FDA Drops 'Doomsday' Warnings on Menopause Hormone Therapy — Was the Fear All a Misdiagnosis?
La FDA retire les avertissements 'apocalyptiques' sur les traitements hormonaux de la ménopause — La peur n'était-elle qu'un malentendu ?

La FDA vient de supprimer l’infâme avertissement noir sur les traitements hormonaux de la ménopause, les qualifiant de « machine à la peur » fondée sur des données scientifiques obsolètes datant de 20 ans. L’étude à l’origine de cet avertissement utilisait des formulations dépassées sur des femmes âgées — une population bien différente de celles qui bénéficient le plus du traitement aujourd’hui. Et pourtant, pendant deux décennies, des millions de femmes ont évité un soulagement contre des symptômes paralysants comme les bouffées de chaleur, la dépression ou l’insomnie à cause d’un simple autocollant rouge menaçant.
Dorénavant, la nouvelle recommandation encourage à débuter le traitement avant 60 ans ou dans les 10 ans suivant le début de la ménopause — ce qui correspond enfin à ce que de nombreux cliniciens affirment depuis des années. Le vrai scandale ? Que la science ait été reléguée au second plan par la panique.

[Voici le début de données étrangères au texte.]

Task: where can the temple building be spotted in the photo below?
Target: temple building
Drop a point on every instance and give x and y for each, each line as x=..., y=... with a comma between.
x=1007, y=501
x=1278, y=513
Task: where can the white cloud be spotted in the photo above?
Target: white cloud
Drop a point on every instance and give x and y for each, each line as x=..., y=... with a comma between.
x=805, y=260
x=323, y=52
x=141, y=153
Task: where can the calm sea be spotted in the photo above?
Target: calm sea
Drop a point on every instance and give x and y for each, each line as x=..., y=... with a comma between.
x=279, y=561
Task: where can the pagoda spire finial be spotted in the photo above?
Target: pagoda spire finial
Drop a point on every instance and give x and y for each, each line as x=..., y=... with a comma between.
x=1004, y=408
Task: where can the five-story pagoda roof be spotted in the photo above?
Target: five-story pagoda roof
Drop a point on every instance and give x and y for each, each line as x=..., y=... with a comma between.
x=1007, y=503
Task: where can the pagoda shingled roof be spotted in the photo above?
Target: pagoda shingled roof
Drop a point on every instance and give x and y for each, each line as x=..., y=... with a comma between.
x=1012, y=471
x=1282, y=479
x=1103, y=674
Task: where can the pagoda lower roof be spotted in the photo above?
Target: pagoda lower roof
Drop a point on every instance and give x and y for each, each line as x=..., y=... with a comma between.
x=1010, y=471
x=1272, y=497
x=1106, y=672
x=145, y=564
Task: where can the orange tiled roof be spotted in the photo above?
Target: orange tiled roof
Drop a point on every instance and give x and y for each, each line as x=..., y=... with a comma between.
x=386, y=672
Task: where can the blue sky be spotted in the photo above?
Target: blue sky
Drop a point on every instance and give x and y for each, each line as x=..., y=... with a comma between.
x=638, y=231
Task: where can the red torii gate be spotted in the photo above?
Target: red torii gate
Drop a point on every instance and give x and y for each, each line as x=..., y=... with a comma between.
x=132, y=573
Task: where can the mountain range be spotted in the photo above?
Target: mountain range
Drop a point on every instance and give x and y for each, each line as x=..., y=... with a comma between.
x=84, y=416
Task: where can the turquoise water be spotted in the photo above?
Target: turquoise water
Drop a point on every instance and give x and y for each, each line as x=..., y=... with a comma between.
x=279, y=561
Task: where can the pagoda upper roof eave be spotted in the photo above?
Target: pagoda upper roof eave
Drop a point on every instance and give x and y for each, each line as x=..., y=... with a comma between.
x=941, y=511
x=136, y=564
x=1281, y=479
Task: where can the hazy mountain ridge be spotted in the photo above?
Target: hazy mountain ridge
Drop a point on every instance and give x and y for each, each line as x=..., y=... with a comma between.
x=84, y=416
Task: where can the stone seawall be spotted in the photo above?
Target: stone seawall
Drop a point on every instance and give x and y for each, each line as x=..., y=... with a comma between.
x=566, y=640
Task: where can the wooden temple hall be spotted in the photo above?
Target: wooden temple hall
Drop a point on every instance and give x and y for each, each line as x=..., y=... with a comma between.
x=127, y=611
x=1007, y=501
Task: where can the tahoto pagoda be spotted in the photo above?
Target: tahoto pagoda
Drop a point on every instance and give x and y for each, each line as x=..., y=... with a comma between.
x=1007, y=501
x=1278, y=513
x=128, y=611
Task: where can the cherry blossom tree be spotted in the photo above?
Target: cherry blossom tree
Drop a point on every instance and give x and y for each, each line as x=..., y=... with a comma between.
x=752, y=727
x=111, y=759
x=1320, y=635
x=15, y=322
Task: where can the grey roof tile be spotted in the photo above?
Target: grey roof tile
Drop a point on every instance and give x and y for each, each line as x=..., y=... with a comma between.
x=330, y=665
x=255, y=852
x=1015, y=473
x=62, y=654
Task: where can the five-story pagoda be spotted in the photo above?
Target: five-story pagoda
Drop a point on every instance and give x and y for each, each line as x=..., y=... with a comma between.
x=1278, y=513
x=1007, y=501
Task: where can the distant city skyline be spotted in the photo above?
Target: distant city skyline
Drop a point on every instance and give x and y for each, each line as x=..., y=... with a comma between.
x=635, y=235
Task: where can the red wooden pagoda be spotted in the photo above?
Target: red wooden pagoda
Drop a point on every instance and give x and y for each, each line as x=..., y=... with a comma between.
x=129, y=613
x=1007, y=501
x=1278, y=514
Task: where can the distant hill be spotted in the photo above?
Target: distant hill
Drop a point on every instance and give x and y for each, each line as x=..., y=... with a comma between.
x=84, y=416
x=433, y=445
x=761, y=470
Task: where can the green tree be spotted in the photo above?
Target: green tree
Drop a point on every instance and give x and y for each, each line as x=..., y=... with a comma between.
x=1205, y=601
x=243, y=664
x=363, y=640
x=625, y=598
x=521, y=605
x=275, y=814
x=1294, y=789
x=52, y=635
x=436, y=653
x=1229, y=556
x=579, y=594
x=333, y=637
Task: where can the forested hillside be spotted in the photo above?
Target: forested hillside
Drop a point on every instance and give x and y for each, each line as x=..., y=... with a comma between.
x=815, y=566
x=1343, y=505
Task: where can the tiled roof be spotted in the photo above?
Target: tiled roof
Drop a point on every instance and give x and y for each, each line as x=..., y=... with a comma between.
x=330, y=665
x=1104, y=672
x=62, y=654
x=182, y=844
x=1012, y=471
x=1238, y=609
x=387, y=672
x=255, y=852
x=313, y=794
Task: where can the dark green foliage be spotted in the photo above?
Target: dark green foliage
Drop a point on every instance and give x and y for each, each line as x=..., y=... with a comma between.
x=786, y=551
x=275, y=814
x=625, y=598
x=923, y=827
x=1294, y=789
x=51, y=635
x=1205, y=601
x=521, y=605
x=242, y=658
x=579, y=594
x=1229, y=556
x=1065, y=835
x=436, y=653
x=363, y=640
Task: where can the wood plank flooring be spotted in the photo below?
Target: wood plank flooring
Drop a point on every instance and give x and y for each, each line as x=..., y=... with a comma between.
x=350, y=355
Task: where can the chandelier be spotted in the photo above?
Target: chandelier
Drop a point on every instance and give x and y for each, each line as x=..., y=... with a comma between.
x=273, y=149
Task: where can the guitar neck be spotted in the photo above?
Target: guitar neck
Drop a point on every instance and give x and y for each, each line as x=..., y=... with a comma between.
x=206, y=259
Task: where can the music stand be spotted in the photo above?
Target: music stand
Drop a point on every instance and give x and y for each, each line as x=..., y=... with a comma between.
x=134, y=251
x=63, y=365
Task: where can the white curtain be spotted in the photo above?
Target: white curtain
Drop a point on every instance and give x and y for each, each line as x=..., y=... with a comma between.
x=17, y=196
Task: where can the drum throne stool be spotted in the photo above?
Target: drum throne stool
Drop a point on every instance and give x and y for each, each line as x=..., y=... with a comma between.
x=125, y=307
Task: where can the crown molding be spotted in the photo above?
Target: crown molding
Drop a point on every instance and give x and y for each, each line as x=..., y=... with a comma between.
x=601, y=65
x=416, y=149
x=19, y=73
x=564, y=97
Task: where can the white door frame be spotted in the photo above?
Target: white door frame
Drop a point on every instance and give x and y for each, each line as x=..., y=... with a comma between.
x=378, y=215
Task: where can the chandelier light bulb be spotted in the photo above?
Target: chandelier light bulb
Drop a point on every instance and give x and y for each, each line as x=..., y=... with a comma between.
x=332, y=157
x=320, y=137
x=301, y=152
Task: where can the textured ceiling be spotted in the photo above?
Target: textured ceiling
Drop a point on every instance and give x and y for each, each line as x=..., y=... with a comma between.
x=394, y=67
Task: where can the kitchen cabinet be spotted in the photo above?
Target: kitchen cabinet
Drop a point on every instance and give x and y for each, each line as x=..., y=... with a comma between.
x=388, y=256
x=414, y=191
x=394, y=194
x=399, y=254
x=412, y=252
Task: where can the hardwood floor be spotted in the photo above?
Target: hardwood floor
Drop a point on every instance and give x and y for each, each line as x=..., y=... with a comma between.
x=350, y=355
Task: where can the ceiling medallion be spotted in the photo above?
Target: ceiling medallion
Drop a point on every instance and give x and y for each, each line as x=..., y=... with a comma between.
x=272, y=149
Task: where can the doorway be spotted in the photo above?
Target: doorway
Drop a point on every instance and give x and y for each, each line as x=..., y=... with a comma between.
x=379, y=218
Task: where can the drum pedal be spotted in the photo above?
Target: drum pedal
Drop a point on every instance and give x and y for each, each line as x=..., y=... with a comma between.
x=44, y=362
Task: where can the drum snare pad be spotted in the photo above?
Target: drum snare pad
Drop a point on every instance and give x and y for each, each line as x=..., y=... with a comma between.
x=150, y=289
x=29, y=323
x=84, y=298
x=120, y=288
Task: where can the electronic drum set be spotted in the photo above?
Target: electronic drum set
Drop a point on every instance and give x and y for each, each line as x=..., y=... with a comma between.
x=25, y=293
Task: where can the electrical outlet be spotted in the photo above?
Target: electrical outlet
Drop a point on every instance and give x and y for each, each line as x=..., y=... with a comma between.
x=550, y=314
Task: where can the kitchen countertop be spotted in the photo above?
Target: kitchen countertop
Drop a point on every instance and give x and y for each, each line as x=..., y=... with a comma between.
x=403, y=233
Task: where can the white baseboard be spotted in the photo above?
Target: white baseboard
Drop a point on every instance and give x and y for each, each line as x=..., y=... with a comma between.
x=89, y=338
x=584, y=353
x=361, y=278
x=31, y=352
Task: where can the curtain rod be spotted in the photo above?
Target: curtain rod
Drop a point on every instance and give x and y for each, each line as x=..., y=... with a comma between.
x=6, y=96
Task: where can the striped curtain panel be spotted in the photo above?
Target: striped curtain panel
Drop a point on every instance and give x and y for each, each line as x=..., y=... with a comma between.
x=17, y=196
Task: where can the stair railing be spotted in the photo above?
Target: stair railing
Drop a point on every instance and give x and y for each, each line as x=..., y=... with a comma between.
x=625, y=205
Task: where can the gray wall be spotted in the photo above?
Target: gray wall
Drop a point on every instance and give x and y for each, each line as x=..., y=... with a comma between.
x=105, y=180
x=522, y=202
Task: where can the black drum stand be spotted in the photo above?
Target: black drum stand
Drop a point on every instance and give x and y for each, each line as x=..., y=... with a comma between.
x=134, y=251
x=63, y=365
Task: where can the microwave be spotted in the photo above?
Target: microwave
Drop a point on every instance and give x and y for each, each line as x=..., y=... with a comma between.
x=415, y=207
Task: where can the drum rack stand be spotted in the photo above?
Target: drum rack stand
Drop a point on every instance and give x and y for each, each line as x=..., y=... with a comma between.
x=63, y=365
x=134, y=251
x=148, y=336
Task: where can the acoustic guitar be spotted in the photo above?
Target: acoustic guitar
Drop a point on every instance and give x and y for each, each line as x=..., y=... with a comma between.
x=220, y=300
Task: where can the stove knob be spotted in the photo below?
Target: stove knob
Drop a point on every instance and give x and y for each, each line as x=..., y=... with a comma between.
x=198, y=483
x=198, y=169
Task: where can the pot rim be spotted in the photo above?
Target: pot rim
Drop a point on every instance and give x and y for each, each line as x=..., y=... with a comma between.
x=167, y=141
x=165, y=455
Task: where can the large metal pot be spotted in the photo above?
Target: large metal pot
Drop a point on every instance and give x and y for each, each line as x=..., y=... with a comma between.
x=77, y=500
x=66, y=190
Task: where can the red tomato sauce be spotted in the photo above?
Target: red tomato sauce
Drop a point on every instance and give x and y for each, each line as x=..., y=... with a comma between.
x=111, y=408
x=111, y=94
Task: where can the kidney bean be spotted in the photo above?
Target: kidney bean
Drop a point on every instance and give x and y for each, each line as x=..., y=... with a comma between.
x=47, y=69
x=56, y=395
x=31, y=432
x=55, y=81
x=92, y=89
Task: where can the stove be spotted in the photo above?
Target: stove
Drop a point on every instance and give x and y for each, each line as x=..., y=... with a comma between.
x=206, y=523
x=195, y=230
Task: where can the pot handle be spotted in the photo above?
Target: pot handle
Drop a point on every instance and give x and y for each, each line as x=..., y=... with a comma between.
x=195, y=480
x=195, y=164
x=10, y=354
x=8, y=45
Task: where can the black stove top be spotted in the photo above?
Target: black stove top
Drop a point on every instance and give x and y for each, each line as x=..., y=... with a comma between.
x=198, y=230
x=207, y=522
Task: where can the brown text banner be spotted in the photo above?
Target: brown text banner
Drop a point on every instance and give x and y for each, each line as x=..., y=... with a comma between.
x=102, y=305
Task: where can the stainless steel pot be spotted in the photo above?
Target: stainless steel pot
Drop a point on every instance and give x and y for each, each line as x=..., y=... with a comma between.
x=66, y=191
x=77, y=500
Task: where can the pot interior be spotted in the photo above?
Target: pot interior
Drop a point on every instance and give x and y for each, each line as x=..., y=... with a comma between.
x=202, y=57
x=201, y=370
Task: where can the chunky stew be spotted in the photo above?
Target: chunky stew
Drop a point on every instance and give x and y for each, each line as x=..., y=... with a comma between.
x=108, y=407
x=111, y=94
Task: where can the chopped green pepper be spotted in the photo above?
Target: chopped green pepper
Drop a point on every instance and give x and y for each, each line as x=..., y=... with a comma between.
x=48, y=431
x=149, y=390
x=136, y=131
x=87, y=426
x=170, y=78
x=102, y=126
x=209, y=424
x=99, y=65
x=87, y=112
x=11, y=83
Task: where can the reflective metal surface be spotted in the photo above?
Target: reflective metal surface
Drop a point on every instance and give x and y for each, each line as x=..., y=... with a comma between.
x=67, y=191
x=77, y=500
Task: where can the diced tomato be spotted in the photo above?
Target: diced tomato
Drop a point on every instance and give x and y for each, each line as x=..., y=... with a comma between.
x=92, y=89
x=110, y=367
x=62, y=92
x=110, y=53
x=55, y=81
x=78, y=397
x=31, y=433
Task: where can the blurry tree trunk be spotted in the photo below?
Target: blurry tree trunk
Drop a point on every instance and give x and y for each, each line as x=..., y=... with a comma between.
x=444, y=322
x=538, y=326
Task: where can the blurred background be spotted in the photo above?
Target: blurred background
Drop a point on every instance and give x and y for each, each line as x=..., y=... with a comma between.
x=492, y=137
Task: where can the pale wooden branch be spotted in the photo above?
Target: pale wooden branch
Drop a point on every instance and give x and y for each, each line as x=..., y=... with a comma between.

Mais bon, peut-être que nous faisons enfin à nouveau confiance aux femmes — et aux données.
En tant que personne qui suit des patientes en périménopause chaque semaine, c’est une mesure largement attendue. J’ai vu des femmes pleurer dans mon cabinet parce qu’elles avaient trop peur de commencer les hormones après avoir lu l’avertissement noir, même si leur qualité de vie s’effondre. L’étude WHI de 2002 n’était pas fausse — elle a juste été utilisée comme une arme. Nous avons besoin d’une meilleure communication scientifique auprès du public.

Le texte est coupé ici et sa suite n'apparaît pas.